Texto integral da Resolução.

Texto do comunicado da Lusa sobre a aprovação.

O Movimento Cívico «Não Apaguem a Memória!» transformou-se recentemente em Associação, de cuja primeira Direcção faço parte.

6.12.07

Colóquio «Dever da Memória»


O movimento NÃO APAGUEM A MEMÓRIA! realizou ontem, 5 de Dezembro, um Colóquio cujo resumo pode ser lido aqui.

28.11.07

«Dever da Memória»


O Movimento Cívico Não Apaguem a Memória! (NAM!) apresentou à Assembleia da República uma Petição reclamando o respeito pelo "Dever da Memória" por parte do Estado, tendo a mesma sido discutida em sessão plenária no passado 30 de Março e recebido acolhimento positivo de todas as bancadas.
A votação devia realizar-se pouco depois, mas aguarda-se ainda o seu agendamento.

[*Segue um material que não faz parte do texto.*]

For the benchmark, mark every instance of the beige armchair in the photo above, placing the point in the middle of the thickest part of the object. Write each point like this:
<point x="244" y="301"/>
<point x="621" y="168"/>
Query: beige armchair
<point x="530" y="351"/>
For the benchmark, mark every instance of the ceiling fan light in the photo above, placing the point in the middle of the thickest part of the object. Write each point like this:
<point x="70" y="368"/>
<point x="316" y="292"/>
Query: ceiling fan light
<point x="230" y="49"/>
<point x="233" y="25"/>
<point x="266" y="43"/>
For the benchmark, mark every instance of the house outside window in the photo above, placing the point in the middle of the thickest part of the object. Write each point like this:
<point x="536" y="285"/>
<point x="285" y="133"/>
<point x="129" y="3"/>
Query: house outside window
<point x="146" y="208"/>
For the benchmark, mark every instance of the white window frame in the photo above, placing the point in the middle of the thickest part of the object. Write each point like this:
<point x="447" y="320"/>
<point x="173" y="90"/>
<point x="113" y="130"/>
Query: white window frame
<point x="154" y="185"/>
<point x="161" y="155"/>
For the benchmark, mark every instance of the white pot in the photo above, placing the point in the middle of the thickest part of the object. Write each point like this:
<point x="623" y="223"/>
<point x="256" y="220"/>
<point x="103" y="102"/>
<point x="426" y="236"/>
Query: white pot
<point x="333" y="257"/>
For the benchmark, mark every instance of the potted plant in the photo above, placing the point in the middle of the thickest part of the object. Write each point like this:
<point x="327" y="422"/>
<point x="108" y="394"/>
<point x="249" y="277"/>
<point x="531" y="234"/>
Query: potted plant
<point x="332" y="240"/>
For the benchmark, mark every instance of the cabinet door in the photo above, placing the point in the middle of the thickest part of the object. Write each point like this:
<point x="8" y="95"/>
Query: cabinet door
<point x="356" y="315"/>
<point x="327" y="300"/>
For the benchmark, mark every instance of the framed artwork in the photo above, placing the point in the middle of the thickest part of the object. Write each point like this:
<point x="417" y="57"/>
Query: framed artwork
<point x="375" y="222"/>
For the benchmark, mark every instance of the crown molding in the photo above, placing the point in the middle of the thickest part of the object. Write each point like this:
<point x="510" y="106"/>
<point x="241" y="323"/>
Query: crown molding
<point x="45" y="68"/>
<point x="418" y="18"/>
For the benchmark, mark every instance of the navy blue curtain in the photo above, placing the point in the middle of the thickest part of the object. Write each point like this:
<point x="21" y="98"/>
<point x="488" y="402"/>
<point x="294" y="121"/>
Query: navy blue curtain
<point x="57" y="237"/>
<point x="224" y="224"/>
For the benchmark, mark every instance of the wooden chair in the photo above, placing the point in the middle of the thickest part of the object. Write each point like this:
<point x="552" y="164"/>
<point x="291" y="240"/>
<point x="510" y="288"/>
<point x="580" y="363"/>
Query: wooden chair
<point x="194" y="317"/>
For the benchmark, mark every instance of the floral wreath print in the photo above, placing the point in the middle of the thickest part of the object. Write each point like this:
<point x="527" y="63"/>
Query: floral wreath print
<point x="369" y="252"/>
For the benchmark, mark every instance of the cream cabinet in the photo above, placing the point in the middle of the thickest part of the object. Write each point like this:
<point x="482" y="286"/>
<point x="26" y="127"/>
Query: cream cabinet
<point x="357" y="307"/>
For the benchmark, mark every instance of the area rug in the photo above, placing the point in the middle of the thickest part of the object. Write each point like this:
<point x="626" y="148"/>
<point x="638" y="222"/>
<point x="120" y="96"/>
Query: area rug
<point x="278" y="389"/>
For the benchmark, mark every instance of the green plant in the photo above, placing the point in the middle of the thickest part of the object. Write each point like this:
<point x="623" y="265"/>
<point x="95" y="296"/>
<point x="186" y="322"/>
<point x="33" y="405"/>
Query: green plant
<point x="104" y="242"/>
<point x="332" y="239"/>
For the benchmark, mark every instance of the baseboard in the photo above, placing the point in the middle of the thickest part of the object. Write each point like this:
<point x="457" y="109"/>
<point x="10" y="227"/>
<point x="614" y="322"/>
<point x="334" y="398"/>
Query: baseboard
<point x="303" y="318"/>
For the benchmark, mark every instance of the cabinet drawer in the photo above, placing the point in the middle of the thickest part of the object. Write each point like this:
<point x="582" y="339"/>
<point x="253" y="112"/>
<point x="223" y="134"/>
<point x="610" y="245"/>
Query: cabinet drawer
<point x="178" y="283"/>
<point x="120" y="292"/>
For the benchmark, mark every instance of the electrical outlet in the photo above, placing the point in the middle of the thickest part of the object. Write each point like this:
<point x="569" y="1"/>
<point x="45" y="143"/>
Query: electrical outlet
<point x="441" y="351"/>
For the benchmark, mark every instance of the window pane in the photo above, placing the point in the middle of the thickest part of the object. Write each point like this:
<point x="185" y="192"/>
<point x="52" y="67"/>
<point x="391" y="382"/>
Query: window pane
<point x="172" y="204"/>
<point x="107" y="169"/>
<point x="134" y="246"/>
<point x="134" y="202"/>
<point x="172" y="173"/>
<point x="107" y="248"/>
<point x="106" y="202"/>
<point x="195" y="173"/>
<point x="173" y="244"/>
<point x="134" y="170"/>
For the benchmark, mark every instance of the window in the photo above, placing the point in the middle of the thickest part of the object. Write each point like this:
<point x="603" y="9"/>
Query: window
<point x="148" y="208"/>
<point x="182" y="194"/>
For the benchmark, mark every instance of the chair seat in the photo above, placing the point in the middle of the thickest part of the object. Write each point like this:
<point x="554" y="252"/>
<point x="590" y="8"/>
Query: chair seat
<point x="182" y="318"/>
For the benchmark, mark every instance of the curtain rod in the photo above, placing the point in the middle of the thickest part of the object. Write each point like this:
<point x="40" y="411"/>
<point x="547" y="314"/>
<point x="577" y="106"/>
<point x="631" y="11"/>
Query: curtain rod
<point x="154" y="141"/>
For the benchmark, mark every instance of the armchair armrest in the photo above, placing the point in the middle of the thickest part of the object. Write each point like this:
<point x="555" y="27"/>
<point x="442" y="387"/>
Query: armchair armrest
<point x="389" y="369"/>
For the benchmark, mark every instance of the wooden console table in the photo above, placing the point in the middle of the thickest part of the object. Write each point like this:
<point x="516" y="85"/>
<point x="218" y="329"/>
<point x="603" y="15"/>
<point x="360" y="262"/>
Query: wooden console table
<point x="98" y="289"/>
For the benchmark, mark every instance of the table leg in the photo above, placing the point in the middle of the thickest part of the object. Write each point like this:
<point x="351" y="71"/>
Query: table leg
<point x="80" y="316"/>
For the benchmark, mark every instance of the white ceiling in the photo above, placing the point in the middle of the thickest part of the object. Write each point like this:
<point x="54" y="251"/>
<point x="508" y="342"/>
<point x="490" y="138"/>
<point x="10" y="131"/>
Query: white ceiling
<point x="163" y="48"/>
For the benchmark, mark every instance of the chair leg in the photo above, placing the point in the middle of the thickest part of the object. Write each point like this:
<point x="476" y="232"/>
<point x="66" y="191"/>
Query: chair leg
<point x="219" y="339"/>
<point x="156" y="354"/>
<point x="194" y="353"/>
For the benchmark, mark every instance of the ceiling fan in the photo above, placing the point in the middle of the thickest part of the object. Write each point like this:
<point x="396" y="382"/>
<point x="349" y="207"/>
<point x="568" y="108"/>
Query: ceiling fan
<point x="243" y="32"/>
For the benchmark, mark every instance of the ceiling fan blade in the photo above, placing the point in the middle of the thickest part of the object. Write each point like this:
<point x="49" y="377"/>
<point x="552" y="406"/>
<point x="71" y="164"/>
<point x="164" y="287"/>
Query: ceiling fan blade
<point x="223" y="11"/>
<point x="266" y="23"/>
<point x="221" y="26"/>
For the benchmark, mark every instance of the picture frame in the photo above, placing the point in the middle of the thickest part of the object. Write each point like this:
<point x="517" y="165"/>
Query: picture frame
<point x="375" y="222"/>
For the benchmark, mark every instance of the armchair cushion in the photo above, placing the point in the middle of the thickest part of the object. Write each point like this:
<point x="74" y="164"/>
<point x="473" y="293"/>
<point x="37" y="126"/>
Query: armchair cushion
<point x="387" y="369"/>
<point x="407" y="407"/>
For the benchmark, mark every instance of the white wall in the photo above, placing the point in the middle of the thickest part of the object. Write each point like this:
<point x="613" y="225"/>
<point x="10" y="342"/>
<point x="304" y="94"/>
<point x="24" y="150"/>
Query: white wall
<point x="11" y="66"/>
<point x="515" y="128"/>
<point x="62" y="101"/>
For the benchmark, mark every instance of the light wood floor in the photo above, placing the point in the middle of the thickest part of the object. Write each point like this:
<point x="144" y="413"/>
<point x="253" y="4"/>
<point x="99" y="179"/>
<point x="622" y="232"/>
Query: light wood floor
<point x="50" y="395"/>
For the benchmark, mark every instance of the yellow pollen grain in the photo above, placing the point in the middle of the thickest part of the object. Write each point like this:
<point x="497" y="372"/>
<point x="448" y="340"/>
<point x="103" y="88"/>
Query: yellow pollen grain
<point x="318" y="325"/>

Por isso, o NAM! decidiu desencadear um processo de sensibilização da opinião pública, através de uma Carta Aberta aos Deputados (que foi entregue na Assembleia da República no dia 22 de Novembro) e da realização de um Colóquio. O texto da carta pode ser lido aqui.

O Colóquio terá lugar no próximo dia 5 de Dezembro, às 18h, na R. Fialho de Almeida nº3 (Bairro Azul – Metro de S. Sebastião da Pedreira), em Lisboa.

«Dever da Memória»

Joana Lopes: Os católicos e a imprensa clandestina
José Augusto Rocha: Os “tribunais plenários”
Fernando Rosas: Os arquivos e os juízes dos “tribunais plenários”
Irene Pimentel será a moderadora do debate.